Within the United States, the growing inmate population "is saddling cash-strapped states with soaring costs they can ill afford and failing to have a clear impact either on recidivism or overall crime," the report said.
The 50 states spent more than US$49 billion (euro32.4 billion) on corrections last year, up from less than US$11 billion (euro7.3 billion) 20 years earlier, the report said. On average, states spend 6.8 percent of their general funds on corrections, the report said.
The rate of increase for prison costs was six times greater than for higher education spending, the report said. Four states — Vermont, Michigan, Oregon and Connecticut — now spend more on corrections than they do on higher education.
"These sad facts reflect a very distorted set of national priorities," said Sen. Bernie Sanders, an independent from Vermont.
Susan Urahn, managing director of the Pew Center on the States, said many states were considering new cost-saving corrections policies.
"We're seeing more and more states being creative because of tight budgets," she said in an interview. "They want to be tough on crime ... but they also want to save money."
Kansas and Texas, for example, have started using more community supervision for low-risk offenders and sanctions other than re-imprisonment for those who commit technical violations of parole and probation rules, the report said.
Last year, 36 states as well as the federal prison system recorded increases in prison populations, the report said. The largest percentage increase — 12 percent — was in Kentucky.

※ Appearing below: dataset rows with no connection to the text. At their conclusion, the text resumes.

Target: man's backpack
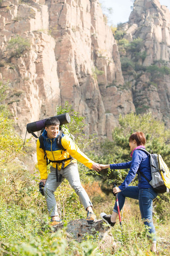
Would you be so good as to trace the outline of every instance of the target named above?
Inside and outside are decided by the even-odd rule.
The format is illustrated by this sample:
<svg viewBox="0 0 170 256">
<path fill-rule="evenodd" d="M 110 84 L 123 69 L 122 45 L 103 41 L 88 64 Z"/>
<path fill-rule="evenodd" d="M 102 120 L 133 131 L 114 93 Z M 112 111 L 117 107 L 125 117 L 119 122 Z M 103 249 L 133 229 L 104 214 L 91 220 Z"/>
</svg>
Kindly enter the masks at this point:
<svg viewBox="0 0 170 256">
<path fill-rule="evenodd" d="M 160 194 L 169 192 L 170 172 L 160 155 L 150 154 L 144 149 L 138 149 L 138 150 L 145 152 L 150 156 L 152 179 L 150 181 L 143 173 L 140 172 L 140 175 L 148 181 L 155 192 Z"/>
<path fill-rule="evenodd" d="M 64 147 L 62 146 L 62 133 L 64 133 L 67 134 L 74 141 L 74 137 L 72 135 L 68 130 L 68 129 L 66 128 L 66 127 L 63 124 L 62 126 L 62 127 L 60 127 L 60 129 L 62 129 L 62 130 L 60 130 L 58 135 L 58 137 L 56 138 L 56 144 L 58 146 L 58 148 L 60 149 L 62 151 L 66 151 L 66 149 L 64 149 Z M 44 159 L 45 159 L 46 158 L 46 165 L 48 165 L 50 163 L 56 163 L 56 182 L 60 182 L 62 181 L 62 173 L 63 173 L 63 170 L 64 168 L 65 165 L 65 162 L 68 160 L 72 160 L 74 159 L 73 157 L 72 157 L 72 156 L 70 155 L 69 158 L 66 158 L 65 159 L 63 159 L 62 160 L 48 160 L 46 156 L 46 149 L 44 146 L 44 139 L 42 135 L 41 135 L 38 138 L 39 141 L 40 141 L 40 148 L 43 149 L 44 153 Z M 62 166 L 60 170 L 60 176 L 58 177 L 58 165 L 57 164 L 61 164 L 62 163 Z"/>
</svg>

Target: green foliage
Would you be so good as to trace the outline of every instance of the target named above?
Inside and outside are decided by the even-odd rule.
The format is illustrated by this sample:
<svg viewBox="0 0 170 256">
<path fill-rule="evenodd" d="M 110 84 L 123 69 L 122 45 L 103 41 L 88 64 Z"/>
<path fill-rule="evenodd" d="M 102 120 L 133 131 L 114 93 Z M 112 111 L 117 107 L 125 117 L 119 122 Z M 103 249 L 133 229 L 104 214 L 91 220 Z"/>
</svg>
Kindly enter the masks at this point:
<svg viewBox="0 0 170 256">
<path fill-rule="evenodd" d="M 98 75 L 100 75 L 104 74 L 104 71 L 102 70 L 99 70 L 96 67 L 95 67 L 94 69 L 92 69 L 92 76 L 95 79 L 98 79 Z"/>
<path fill-rule="evenodd" d="M 24 51 L 30 50 L 30 44 L 28 40 L 17 36 L 10 40 L 7 49 L 10 51 L 11 57 L 19 58 Z"/>
<path fill-rule="evenodd" d="M 127 71 L 128 69 L 134 68 L 134 63 L 130 58 L 126 57 L 120 58 L 122 69 L 123 71 Z"/>
<path fill-rule="evenodd" d="M 144 40 L 138 38 L 130 42 L 127 46 L 127 50 L 132 53 L 140 52 L 144 46 Z"/>
<path fill-rule="evenodd" d="M 0 166 L 11 162 L 21 152 L 23 141 L 14 129 L 14 120 L 5 104 L 6 83 L 0 82 Z"/>
<path fill-rule="evenodd" d="M 92 148 L 94 144 L 97 144 L 98 138 L 95 135 L 86 136 L 84 132 L 85 126 L 84 117 L 79 115 L 79 113 L 74 111 L 72 105 L 69 104 L 68 101 L 66 101 L 63 106 L 56 107 L 58 114 L 68 113 L 71 121 L 65 126 L 69 130 L 70 134 L 75 137 L 75 143 L 82 151 L 84 151 L 90 147 Z"/>
<path fill-rule="evenodd" d="M 142 132 L 146 137 L 146 149 L 149 151 L 160 154 L 168 166 L 170 167 L 170 131 L 166 129 L 164 122 L 154 118 L 150 113 L 143 115 L 134 113 L 119 117 L 119 126 L 112 131 L 112 141 L 108 140 L 101 143 L 100 157 L 92 158 L 96 162 L 104 164 L 122 163 L 131 161 L 129 138 L 137 131 Z M 102 171 L 102 188 L 106 193 L 110 193 L 110 186 L 113 180 L 120 185 L 128 174 L 128 170 Z M 132 185 L 136 184 L 134 180 Z"/>
<path fill-rule="evenodd" d="M 114 34 L 114 37 L 116 40 L 122 40 L 124 36 L 126 34 L 126 32 L 123 30 L 117 30 L 115 31 Z"/>
<path fill-rule="evenodd" d="M 170 75 L 170 68 L 166 66 L 162 66 L 161 67 L 158 67 L 156 64 L 153 64 L 146 67 L 147 72 L 150 73 L 153 77 L 160 76 L 160 75 Z"/>
</svg>

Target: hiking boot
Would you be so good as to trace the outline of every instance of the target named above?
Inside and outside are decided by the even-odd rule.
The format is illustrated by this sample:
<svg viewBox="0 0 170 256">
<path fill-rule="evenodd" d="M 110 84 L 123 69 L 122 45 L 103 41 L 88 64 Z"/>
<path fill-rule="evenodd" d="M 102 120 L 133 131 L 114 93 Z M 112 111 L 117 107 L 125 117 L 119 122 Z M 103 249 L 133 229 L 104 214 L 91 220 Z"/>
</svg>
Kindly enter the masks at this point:
<svg viewBox="0 0 170 256">
<path fill-rule="evenodd" d="M 60 225 L 62 224 L 62 222 L 60 219 L 59 220 L 56 220 L 56 219 L 51 219 L 50 222 L 50 225 L 51 226 L 56 226 L 56 225 Z"/>
<path fill-rule="evenodd" d="M 100 217 L 104 222 L 108 224 L 110 226 L 111 226 L 111 227 L 114 227 L 114 226 L 116 222 L 112 222 L 111 221 L 110 214 L 107 215 L 104 212 L 102 212 L 102 213 L 100 213 Z"/>
<path fill-rule="evenodd" d="M 90 212 L 88 211 L 87 217 L 86 219 L 88 224 L 92 224 L 96 220 L 96 216 L 94 212 Z"/>
<path fill-rule="evenodd" d="M 156 243 L 152 243 L 151 247 L 150 247 L 150 250 L 151 251 L 153 252 L 156 252 Z"/>
</svg>

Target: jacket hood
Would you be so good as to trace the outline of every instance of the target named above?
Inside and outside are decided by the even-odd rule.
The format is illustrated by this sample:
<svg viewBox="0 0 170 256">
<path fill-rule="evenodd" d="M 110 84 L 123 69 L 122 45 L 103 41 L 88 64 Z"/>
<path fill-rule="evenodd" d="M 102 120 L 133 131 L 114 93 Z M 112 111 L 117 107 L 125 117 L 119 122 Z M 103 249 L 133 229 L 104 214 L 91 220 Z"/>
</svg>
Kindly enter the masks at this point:
<svg viewBox="0 0 170 256">
<path fill-rule="evenodd" d="M 50 141 L 54 142 L 56 141 L 56 138 L 58 136 L 58 135 L 59 135 L 59 133 L 58 133 L 58 135 L 57 136 L 57 137 L 55 138 L 49 139 L 47 137 L 47 132 L 46 130 L 44 130 L 42 133 L 42 136 L 44 138 L 44 139 L 46 141 L 47 141 L 48 142 L 50 142 Z"/>
</svg>

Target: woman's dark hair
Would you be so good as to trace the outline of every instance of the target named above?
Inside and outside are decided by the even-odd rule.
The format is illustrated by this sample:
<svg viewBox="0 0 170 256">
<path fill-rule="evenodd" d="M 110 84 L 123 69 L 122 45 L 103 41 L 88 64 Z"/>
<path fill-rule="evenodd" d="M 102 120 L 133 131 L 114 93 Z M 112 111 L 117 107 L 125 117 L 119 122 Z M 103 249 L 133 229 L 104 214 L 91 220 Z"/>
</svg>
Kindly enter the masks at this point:
<svg viewBox="0 0 170 256">
<path fill-rule="evenodd" d="M 45 121 L 45 127 L 48 127 L 50 125 L 60 125 L 60 122 L 58 119 L 54 116 L 46 118 Z"/>
<path fill-rule="evenodd" d="M 130 137 L 130 142 L 135 140 L 138 146 L 144 146 L 146 143 L 146 138 L 144 134 L 142 132 L 136 132 L 134 133 Z"/>
</svg>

Kentucky Gov. Steve Beshear last month noted that, for the past 30 years, the state's crime rate had increased only about 3 percent while the number of inmates went up 600 percent.
The Pew report was compiled by the Center on the State's Public Safety Performance Project, which is working with 13 states on developing programs to divert offenders from prison.
The report said the higher incarceration rates did not reflect a parallel increase in crime or in the nation's overall population. Instead, it said, more people are behind bars mainly because of tough sentencing measures.
The numbers were "especially startling" for some groups, the report said. "While one in 30 men between the ages of 20 and 34 is behind bars, for black males in that age group the figure is one in nine."
The racial disparity for women also is stark. One in 355 white women aged 35-39 is behind bars, compared with one in 100 black women in that age group.
The nationwide figures, as of Jan. 1, include 1,596,127 people in state and federal prisons and 723,131 in local jails — a total of 2,319,258.